Restore The California Delta! To What, Exactly?
By: Lauren Sommer
In California, state officials are planning a multibillion-dollar environmental restoration of the inland delta near San Francisco Bay. There's only one problem: No one knows what the landscape used to look like. Ninety-seven percent of the original wetlands are gone, so the state is turning to historians for help.
This detective story begins on a sunny day in a dry field of corn, about an hour east of San Francisco.
Alison Whipple and Robin Grossinger are looking through a pile of maps, trying to piece together the path of William Wright, a man who got hopelessly lost somewhere nearby.
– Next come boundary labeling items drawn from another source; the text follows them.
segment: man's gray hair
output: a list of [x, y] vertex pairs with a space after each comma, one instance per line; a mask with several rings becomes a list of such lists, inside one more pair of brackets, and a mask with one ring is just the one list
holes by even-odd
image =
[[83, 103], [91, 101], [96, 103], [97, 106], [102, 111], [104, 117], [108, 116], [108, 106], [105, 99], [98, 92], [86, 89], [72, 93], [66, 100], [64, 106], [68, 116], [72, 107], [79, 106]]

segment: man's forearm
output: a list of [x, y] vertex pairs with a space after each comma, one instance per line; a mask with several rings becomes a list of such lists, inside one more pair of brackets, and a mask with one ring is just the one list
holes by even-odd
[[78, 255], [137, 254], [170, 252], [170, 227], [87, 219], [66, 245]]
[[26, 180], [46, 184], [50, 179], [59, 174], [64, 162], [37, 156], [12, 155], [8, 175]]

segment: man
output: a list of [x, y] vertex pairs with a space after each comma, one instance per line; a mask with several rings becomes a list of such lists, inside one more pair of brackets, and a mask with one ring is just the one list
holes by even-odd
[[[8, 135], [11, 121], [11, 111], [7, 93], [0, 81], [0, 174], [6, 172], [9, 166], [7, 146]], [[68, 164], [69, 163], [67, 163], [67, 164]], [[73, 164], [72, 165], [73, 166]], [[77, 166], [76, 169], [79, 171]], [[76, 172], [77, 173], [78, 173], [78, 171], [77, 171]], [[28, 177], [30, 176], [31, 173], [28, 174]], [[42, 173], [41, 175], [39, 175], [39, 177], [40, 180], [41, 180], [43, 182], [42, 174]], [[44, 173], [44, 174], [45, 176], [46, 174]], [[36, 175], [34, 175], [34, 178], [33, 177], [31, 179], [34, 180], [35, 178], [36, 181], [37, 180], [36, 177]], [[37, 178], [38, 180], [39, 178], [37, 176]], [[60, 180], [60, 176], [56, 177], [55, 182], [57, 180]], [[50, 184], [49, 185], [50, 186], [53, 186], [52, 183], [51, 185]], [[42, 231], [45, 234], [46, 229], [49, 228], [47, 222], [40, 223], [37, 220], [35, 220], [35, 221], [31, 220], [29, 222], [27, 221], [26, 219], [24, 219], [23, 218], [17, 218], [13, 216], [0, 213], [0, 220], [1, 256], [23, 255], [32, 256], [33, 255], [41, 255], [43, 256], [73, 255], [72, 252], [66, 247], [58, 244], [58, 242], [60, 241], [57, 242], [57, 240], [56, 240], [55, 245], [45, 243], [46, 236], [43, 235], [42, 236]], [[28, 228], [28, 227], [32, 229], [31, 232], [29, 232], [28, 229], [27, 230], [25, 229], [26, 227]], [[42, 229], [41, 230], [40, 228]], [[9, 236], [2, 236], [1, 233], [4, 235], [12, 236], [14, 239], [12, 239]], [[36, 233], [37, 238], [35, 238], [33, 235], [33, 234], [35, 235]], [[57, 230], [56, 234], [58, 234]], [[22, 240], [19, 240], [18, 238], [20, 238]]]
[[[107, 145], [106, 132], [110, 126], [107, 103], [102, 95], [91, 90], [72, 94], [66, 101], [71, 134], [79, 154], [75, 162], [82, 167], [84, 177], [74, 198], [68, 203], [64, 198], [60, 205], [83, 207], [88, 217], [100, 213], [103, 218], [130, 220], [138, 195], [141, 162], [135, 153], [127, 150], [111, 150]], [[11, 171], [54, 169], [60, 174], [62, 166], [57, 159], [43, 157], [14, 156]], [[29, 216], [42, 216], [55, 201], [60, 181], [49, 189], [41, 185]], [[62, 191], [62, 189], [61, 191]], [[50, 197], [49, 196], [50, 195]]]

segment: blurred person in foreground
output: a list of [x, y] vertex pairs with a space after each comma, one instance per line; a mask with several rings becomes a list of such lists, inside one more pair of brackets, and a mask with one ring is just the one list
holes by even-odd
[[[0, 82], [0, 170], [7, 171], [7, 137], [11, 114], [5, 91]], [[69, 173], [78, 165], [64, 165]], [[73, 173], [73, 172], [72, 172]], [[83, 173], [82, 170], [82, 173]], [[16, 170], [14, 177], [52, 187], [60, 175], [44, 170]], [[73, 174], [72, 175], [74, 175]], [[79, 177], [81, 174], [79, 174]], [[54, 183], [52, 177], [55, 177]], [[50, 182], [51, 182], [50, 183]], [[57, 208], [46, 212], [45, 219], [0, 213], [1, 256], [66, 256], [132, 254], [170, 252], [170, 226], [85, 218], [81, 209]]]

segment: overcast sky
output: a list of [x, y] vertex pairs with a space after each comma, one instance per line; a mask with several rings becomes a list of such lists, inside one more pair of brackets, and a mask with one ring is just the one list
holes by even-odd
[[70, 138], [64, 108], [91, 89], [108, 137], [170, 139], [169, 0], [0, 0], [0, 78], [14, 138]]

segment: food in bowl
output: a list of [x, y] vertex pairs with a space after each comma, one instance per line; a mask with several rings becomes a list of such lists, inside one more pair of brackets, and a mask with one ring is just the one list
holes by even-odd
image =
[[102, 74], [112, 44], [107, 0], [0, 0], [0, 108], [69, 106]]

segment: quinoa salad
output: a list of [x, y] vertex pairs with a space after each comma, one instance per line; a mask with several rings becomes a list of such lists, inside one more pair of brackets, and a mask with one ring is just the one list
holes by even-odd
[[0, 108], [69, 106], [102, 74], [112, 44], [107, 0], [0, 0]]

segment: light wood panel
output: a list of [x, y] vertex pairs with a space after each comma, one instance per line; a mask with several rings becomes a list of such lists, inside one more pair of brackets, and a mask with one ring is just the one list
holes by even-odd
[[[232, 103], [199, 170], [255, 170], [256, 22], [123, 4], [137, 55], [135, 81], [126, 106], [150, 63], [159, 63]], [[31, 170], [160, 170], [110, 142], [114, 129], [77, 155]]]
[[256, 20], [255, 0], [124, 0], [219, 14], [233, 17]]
This happened 160 years ago. Whipple and Grossinger are historians — historical ecologists, more precisely — with the San Francisco Estuary Institute. They dig up old photos and hand-drawn maps that provide clues about what this landscape once looked like.
In this case, they're relying on a tattered, yellowing notebook. They're pouring over Wright's writings from duck hunting expeditions around 1850.
Here's what he wrote about a long, cold night lost in a damp marsh: "On all sides stretched a vast wilderness of tules from 10 to 15 feet in height. The driving storm of sleet was bad, but the pitchy darkness was infinitely worse."
When Whipple and Grossinger read this, they knew they'd struck gold. But not because of the dramatic story, with declarations like, "Our situation was so miserable that no words can do justice to it."
Rather, they uncovered clues in other passages: "The lakes proved to be from 100 to 300 yards in width, as near as we could judge." These details, Grossinger says, reveal a landscape that hasn't existed for some time.
"The delta is probably one of the most intensively transformed parts of California, and it was also changed really early on because of such fertile land," he says.
As the Gold Rush boomed, farmers came to California's Sacramento-San Joaquin Delta for the rich soil. Land went for $1 an acre and settlers drained the wetlands, turning it into dry farmland. That meant the loss of fish and other wildlife.
"We have here maybe one of the most important parts of the state's ecosystem, and we don't actually know how it used to work," Grossinger says.
That's why they've stitched together thousands of historical documents that reveal lost lakes and floodplains. There once were hundreds of miles of tidal channels that branched out like capillaries.